Here’s a relevant analogy (after the fold):
Suppose you and your friend are drawing balls from a tub and you notice that all of the ones you’ve drawn have the following pair of features: they start out red and then, at some point between 10 and 20 minutes after being withdrawn from the tub, turn green. Suppose you draw roughly 90 such balls from the tub and all of them share these two features. Now you draw 7 more balls from the tub. Your friend doesn’t look at the balls. You do. You see that they are red (as were the previous 90 balls). How certain should you be that the balls will end up green? Both you and your friend should be fairly certain; you should assign the proposition that the 7 new balls will end up green a very high probability. But your friend’s probability should be higher than yours. After all, as far as your friend knows, the balls are already green; they might just be normal green balls that end up green.

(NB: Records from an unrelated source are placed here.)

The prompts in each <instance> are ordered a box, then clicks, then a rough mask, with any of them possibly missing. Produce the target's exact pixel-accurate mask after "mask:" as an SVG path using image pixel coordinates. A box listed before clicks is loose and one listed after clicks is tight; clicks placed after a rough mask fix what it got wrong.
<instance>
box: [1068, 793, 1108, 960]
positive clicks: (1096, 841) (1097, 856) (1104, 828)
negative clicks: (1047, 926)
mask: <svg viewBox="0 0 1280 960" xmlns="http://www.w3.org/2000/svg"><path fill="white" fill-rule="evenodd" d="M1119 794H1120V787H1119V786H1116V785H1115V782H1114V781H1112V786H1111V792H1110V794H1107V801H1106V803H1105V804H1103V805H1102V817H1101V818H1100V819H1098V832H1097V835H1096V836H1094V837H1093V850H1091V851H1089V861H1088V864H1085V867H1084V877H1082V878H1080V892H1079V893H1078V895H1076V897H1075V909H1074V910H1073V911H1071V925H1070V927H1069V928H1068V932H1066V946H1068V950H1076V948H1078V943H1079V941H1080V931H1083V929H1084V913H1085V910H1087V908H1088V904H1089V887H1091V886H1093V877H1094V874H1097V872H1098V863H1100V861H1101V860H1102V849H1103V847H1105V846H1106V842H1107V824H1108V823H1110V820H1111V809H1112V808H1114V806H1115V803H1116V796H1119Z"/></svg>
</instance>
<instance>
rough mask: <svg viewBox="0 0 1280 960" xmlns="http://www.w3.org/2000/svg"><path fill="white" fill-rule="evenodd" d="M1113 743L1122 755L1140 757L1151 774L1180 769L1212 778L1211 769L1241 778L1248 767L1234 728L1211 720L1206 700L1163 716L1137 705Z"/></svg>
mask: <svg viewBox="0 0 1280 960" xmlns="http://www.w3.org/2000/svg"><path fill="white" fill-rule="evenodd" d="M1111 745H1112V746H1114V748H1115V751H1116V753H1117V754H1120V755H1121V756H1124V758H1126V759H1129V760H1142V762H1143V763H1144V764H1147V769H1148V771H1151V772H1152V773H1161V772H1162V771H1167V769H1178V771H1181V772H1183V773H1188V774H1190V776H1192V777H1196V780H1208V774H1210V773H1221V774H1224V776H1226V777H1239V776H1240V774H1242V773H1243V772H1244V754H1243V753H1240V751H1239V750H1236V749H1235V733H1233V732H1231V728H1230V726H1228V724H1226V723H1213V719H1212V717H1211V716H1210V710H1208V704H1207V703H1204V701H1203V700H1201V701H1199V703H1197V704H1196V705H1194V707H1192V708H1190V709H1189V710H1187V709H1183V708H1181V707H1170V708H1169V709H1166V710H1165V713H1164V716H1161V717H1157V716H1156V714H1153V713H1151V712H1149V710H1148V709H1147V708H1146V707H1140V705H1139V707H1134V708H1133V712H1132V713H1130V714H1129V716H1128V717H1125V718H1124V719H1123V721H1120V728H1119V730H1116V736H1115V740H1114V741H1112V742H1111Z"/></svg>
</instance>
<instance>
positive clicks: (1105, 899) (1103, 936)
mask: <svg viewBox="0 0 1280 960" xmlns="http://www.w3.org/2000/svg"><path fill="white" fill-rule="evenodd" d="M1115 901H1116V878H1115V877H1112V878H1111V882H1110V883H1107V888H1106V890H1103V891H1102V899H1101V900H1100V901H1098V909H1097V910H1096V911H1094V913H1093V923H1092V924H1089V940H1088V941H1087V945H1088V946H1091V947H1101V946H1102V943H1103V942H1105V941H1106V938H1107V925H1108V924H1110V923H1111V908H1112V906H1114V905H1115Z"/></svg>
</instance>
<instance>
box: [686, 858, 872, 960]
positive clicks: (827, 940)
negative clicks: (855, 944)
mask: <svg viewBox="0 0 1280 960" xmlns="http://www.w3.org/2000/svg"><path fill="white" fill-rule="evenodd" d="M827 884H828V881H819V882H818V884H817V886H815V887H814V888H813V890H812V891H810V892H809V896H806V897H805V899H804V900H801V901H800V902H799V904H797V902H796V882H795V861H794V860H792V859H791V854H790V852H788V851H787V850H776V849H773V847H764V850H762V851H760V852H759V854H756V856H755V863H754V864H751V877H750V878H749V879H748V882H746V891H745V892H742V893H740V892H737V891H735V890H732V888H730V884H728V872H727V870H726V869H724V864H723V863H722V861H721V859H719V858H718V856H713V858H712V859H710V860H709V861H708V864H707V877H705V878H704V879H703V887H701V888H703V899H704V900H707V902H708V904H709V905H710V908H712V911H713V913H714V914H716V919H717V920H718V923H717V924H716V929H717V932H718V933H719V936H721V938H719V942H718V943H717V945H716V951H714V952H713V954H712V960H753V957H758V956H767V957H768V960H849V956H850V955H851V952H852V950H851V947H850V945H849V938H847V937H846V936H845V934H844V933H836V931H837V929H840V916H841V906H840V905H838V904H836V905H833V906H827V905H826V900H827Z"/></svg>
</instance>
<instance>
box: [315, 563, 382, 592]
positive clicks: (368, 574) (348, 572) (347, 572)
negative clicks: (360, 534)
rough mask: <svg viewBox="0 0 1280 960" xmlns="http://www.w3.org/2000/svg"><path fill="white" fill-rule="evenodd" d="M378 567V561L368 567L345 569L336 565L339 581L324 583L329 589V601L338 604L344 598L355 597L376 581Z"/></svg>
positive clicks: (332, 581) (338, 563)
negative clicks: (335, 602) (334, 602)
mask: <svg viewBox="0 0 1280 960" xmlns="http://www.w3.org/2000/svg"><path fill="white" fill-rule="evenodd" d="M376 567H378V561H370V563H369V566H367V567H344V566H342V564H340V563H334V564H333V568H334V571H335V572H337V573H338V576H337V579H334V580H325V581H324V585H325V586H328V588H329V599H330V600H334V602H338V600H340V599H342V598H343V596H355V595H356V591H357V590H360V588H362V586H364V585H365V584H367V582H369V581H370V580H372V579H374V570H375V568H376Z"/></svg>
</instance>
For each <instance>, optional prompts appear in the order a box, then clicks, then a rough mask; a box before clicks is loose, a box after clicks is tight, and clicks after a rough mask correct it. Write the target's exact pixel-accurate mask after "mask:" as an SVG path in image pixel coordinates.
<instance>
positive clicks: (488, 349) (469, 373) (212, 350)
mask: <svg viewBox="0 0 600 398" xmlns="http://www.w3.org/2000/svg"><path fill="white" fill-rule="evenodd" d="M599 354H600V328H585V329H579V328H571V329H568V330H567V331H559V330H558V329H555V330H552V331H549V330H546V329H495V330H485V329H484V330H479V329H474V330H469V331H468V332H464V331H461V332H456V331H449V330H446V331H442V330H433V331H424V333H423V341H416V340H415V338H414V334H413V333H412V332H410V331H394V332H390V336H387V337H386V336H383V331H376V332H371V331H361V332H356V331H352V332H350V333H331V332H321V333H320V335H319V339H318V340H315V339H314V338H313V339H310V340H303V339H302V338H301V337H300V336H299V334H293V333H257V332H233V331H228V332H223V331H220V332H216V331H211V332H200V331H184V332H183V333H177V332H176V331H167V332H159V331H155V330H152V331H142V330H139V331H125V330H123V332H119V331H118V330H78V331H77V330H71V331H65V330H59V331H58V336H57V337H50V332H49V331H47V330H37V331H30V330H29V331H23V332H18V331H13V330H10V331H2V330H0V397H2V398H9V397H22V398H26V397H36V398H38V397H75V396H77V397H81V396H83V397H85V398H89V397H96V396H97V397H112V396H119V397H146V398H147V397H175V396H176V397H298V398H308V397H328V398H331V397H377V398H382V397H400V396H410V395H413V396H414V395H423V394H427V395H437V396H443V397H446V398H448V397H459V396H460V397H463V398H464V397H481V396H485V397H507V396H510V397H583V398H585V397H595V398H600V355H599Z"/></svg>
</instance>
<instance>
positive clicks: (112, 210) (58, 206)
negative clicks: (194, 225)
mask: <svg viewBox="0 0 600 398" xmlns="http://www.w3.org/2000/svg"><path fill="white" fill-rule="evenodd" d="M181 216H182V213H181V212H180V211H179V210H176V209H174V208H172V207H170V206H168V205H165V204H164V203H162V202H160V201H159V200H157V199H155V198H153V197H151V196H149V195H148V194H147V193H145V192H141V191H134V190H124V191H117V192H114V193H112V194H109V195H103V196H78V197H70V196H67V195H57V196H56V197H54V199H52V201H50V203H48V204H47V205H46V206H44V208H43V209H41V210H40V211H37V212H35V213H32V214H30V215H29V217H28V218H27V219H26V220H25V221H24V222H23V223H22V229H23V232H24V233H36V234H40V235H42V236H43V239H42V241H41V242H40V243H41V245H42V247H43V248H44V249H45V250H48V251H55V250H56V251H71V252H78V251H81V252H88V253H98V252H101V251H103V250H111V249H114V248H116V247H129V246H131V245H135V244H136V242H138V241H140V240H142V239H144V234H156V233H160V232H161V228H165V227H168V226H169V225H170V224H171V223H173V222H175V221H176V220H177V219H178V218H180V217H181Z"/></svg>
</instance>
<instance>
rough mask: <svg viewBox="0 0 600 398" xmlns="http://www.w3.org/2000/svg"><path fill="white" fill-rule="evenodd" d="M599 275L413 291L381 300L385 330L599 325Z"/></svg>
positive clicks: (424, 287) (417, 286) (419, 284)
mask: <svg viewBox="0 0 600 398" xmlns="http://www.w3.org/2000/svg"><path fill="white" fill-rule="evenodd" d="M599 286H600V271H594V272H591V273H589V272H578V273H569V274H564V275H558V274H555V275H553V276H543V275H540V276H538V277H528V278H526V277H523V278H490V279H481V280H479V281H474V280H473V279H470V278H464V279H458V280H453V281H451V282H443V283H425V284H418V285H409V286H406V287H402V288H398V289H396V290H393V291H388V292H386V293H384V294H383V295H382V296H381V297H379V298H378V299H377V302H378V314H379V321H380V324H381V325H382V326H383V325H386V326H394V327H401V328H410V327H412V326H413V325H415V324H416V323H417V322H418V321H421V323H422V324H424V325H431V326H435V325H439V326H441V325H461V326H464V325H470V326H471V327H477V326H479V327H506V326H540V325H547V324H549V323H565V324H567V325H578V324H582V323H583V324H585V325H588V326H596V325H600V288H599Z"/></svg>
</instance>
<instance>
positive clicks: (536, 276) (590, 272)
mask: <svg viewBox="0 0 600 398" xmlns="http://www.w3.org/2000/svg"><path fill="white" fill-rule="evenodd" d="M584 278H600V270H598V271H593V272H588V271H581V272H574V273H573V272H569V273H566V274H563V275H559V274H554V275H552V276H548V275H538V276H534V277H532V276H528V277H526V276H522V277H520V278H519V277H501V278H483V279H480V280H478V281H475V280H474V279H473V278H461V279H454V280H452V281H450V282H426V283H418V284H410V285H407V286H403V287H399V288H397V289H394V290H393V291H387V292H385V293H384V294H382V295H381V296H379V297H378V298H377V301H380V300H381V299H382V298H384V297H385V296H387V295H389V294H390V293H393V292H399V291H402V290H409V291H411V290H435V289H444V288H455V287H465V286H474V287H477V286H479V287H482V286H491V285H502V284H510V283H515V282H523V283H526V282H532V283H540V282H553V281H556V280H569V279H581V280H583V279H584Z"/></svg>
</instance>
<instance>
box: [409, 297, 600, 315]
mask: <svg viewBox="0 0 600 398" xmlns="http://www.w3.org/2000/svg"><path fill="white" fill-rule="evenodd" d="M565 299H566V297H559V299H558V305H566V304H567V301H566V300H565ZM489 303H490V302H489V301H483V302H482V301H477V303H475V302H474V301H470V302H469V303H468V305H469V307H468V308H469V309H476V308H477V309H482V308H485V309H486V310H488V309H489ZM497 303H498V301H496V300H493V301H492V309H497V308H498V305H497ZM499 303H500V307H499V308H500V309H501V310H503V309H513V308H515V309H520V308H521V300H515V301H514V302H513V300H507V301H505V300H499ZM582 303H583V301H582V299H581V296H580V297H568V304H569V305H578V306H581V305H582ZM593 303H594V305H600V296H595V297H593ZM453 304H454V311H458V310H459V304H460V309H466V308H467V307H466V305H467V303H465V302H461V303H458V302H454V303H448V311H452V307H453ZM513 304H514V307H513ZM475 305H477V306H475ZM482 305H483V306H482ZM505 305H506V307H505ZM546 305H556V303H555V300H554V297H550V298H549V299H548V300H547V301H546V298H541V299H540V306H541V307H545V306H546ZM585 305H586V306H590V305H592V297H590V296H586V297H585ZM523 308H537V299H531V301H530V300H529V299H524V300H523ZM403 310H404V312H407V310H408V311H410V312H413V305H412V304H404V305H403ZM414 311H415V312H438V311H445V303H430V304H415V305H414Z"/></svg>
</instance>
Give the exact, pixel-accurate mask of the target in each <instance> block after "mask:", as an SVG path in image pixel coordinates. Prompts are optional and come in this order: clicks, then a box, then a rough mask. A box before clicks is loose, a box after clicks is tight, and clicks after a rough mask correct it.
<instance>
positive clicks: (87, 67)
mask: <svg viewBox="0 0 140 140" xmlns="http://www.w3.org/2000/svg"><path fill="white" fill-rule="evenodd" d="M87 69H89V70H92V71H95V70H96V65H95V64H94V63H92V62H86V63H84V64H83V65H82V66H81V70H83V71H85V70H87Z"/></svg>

But you know that, if the balls are normal balls, then they are normal red balls that end up red. So, the probability for you that the balls will end up green is lower than it is for your friend. After 20 minutes, if your friend looks and sees that the balls are now green, your friend should assign an even higher probability to the proposition that the 7 new balls will end up green. So, in turns of relative probability assignments, the proposition that the balls will end up green is the highest for your friend after your friend looks at them after 20 minutes. It is the second highest for your friend before your friend looks. And it is the third highest for you while you’re looking at them before 10 minutes is up and you see that they are red.
Suppose that the number of balls initially picked is not 90, but is 90 billion. And suppose that the number of new balls picked is not 10, but 7 billion. Here, the probability for each of you that the 7 billion new balls will all turn green is much higher. But the relative probability assignments remain the same: it is highest for your friend after looking after 20 minutes, second highest for your friend before looking, and third highest for you, when you look before 10 minutes is up and see that they’re all red
What are the relevant probabilities for you, and for your friend both before and after looking? Is this something that can be calculated without additional information?